Pero lo que quería contar viene a continuación, porque el mercado de los libros
usados ha hecho que mi reducida biblioteca personal esté conformada, diré en un
70 por ciento (cómo me gusta la precisión de las estadísticas) de libros que
han tenido otros dueños. Y
rastrear esas huellas que a veces aparecen me da una pista de los lectores que
transitaron sus páginas. “Por acá anduvo gente”, diría un humorista de
la radio local que además es un hombre culto. Y yo siento exactamente eso: que
abro un diálogo con los anteriores lectores, conversación que a veces es más
intensa que la que se espera entablar con el autor. He aquí algunas reacciones.
Con los subrayados me
incomodo, pues jamás le encontré sentido a marcar libros de ficción. Más aún
cuando es un subrayado grosero, que en el descuido a veces se le tira encima al
texto y pareciera querer tacharlo. Con los comentarios al margen la cosa se
pone más interesante, porque condicionan la lectura (la mía y la de su anterior
propietario en una hipotética relectura), y allí sí, ante esas notas
manuscritas me demoro con deleite en sus desciframientos, primero el de la
caligrafía, luego el de la interpretación del sentido. De estos
ejemplares, los profusamente anotados, hasta he llegado a encontrar,
prolijamente ensobrado en la cara interna de la contratapa, una ficha con el
resumen del libro y su valoración tipeados a máquina, como acostumbran a hacer
los bibliotecarios. Tales volúmenes
representan la apoteosis de los lectores con espíritu de críticos literarios
(Barthes: “Un crítico es un lector que escribe [y publica] sus lecturas”)

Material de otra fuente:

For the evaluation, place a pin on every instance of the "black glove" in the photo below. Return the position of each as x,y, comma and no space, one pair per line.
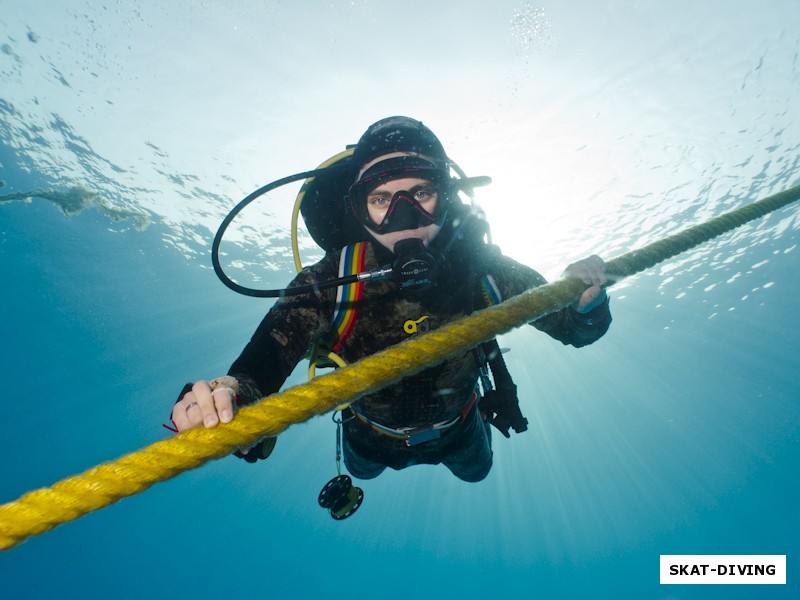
501,407
260,451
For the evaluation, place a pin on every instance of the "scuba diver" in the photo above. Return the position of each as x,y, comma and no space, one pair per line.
392,207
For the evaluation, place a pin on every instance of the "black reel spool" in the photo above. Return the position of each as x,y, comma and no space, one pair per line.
341,497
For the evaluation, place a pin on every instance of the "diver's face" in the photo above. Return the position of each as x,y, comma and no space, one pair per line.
379,199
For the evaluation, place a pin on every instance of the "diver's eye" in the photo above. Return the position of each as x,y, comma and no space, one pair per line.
378,200
423,194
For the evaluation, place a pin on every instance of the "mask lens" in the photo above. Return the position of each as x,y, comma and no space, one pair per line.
404,210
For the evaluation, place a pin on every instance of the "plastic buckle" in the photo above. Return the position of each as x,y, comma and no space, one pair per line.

dentro de la geografía heredada de mi bibloteca.
Otras especies halladas: la de los libros con su “ex libris” estampado en la
portada con un sellito muy monono, coquetería que jamás le hubiese infringido a
mis libros (salvo los que tuve la desfachatez de publicar, claro). Algunos he
encontrado con el sello azul de “Ejemplar sin cargo, prohibida su venta”,
regalo de la editorial que algún periodista prefirió canjear por billetes luego
de la consabida reseña bibliográfica. Y, finalmente, y tal vez lo más valioso
para un coleccionista (no es mi caso), retengo dos volúmenes con dedicatoria y
firma manuscrita de su autor. Qué malicia, pensé al descubrirlo: el escritor le
ofrenda a este conocido (tal vez un amigo) una de sus criaturas y el
malagradecido se lo vende... Recuerdo que en alguna tertulia me crucé con uno de estos dos
autores, y estuve a punto de contárselo, con nombre y apellido, pero para qué
buchonear, o acaso qué lector no ha hecho sus maldades.